If the SPD continues like this, it will destroy itself. Now, you could say that it doesn't matter. But it should to everyone who values democracy. When the SPD was still one of (West) Germany’s two major parties, it championed the interests of the “little man.” These included things like decent working conditions and wages, fairer access to educational opportunities, women's rights, and the dignity of work, regardless of the professional field and class.
Since 1949, the SPD has provided a socially softer touch to liberal economic policy and a modernising counterweight to the basic conservative consensus of (West) Germany. This was beneficial for democracy, as the tension between the SPD and the CDU/CSU compelled both parties to demonstrate political performance, exercise reason, and compete for voter support.
If the SPD gives up on itself—and that's looking very likely at the moment—it will also give up part of the successful model of the post-war German order. This seems to be more obvious from the outside than from within. Perhaps the SPD should send a few people on a fact-finding mission, too.
This article is a translated and lightly edited version of my column in the Berliner Zeitung this weekend.

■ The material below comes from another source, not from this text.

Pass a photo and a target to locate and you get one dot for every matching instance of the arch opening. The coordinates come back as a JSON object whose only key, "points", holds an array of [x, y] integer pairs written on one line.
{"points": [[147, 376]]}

Quite an alarming read Katja. I recall a commentator saying of the left wing of UK Labour that adherents focused upon the purity of the message rather than the acquisition or retention of power. I wonder if that has afflicted the SPD? Populists such as Reform UK and the AfD have an easy time, they can just say whatever pleases, rarely having to deliver. The constituents of Clacton have discovered that their Reform MP is not remotely interested in the dull life of a constituency MP. On countless councils throughout England the voters have discovered that a great many Reform UK councillors are simply not up to the job. It looks bleak for the SPD if the leadership do not survey the political landscape and learn. As I have said before banning the AfD isn’t the answer, their ideas won’t go away if the party does. Countering their arguments is the answer. Good read with my Sunday morning coffee Katja.
When I look at the chart from the German election poll, it looks like the “left” has split rather than shrunk. When you add the SPD, Grüne, and Linke together, the total is 36%, substantially more than either the CDU/CSU or AfD. Maybe I’m seeing it this way partly because I’m American and used to a two-party system. But it looks more like confusion or disorganization in the face of societal change, rather than a real shift to the right.